GeoInterface.jl icon indicating copy to clipboard operation
GeoInterface.jl copied to clipboard

Add Raster API.

Open evetion opened this issue 3 years ago • 14 comments

evetion avatar Nov 14 '22 18:11 evetion

I'm wondering if we also need functions to retrieve dimension vectors and matrices. Netcdf/gribb don't often have affine maps, and may not have even step sizes.

(Can of course be added later too)

rafaqz avatar Nov 14 '22 18:11 rafaqz

Hmm, yeah, maybe good to look to the CF-conventions, and use that naming. For now, affine will do for "simple" rasters as defined in the GDAL data model though.

For future reference, we have:

  • no mapping (maybe have a default affine map, instead of nothing?)
  • non-linear 1d mapping of coordinates for each axis
  • non-linear 2d mapping of coordinates for each axis

Did you come across others?

evetion avatar Nov 14 '22 19:11 evetion

Also combinations of 1d and 2d, like 1d time and 2d x/y

Bands are an example of having no map on an axis, or a categorical map. I'm not sure it needs a default affine map.

rafaqz avatar Nov 14 '22 21:11 rafaqz

After having thought about this some more. We can also decide on having coords(i,j) -> x, y and the reverse index(x,y) -> i,j. That would also work for all your use cases right? Only question is how to handle out of bounds errors, as index could return invalid coordinates.

evetion avatar Nov 25 '22 18:11 evetion

Yeah that should work. We can assume two arguments are always X/Y and three are always X/Y/Z. Any other dimensions are outside the interface. On the topic of efficiency we could also pass coords and index ranges or vectors so they can do things in bulk and return any AbstractArray of coords or indices (but that can be later).

One issue is getting the index back from coordinates can be a little hard with floating point numbers. To fix this in DimensionalData.jl/Rasters..jl At selector has tolerance keywords to allow for small difference using isapprox. Maybe we can allow that using atol and rtol keywords we pass to isapprox.

On bounds errors, in Raster.jl indexing with out of bounds coordinates gives a BoundsError, so I think that's a reasonable thing to do?

There could maybe be an option to instead return missing like in checkbounds? So index(Missing, obj, x, y) will return missing rather than error, as checkbounds does with checkbounds(Bool, obj, i, j) -> false.

rafaqz avatar Dec 05 '22 18:12 rafaqz

@Alexander-Barth

evetion avatar Jan 11 '23 19:01 evetion

For future reference, we have:

no mapping (maybe have a default affine map, instead of nothing?) non-linear 1d mapping of coordinates for each axis non-linear 2d mapping of coordinates for each axis

For information, some ocean (and atmospheric model, I think), the vertical axis depend on time.
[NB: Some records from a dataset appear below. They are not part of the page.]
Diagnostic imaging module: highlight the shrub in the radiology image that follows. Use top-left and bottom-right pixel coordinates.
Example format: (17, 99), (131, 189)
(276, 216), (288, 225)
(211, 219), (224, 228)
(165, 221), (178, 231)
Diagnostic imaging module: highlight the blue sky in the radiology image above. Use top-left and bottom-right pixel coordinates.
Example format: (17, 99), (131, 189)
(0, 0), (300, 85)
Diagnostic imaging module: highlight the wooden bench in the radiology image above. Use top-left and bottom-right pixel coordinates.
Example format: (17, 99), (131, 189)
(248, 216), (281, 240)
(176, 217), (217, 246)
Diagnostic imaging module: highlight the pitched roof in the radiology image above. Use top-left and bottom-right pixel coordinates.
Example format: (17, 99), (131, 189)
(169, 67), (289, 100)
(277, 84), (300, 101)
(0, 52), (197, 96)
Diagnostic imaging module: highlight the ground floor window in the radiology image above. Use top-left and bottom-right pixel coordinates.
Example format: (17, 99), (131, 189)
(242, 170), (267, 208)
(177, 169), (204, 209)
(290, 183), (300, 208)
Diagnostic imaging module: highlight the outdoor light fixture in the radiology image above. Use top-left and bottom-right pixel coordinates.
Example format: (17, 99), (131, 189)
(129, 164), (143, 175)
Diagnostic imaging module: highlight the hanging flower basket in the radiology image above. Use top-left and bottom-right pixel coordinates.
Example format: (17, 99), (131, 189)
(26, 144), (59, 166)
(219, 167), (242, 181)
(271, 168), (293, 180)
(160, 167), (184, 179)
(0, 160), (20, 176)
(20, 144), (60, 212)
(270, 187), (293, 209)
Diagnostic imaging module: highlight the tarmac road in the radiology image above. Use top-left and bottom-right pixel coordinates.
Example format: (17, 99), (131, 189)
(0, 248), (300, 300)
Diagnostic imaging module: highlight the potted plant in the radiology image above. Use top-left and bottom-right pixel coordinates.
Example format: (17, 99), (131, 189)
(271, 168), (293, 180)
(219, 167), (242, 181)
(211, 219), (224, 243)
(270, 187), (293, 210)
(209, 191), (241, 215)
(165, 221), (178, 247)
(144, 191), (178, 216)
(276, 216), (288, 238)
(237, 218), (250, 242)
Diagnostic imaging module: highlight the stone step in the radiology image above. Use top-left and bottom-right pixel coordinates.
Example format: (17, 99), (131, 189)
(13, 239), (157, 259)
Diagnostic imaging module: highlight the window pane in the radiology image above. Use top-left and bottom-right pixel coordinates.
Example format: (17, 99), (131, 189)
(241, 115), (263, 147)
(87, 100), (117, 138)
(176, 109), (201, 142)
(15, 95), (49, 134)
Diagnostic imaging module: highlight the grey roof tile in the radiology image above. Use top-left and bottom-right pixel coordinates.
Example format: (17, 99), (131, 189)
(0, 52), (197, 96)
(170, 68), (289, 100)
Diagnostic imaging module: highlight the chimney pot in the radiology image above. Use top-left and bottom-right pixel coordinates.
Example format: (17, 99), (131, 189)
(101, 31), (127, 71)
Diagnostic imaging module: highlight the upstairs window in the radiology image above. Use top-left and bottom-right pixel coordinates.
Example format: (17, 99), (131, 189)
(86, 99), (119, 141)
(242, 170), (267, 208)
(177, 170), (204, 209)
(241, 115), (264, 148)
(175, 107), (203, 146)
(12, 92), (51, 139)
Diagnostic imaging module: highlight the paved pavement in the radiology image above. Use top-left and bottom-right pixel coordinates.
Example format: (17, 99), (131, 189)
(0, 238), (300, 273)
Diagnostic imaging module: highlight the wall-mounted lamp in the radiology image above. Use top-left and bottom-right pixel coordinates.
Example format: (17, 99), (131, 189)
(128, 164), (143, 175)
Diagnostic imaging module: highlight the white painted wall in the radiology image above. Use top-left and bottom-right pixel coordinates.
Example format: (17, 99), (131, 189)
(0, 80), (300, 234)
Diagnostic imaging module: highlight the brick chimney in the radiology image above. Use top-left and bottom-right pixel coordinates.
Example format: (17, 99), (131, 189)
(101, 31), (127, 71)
I like the NetCDF data model (with using named dimension), because it can handle this situation without needing a special case. Also there is no hard distinction between coordinates and other related variables, so selecting salinity for longitude in [20,30] can be handed the same way as selecting salinity for temperature in [20,30] which is the basic idea behind NCDatasets.@select:

# load all temperature data from January where the salinity is larger than 35.
# (in this example temperature/salinity/time are 1D vectors. If temperature/salinity are 2D, this would not work )
v = NCDatasets.@select(ds["temperature"],Dates.month(time) == 1 && salinity >= 35)
# v is a "lazy" view of the underlying array

https://github.com/Alexander-Barth/NCDatasets.jl/blob/master/src/select.jl#L151

What I do not like about the NetCDF data model, is that it is inefficient for the common case (lon/lat are simply ranges, defined using the Mercator projection for example), but as I mentioned to @evetion maybe we can have an array type whose values are defined using a function (an affine map for example). This type can also implement the inverse operation (going the inverse to coordinates) which can be quite slow in the general case.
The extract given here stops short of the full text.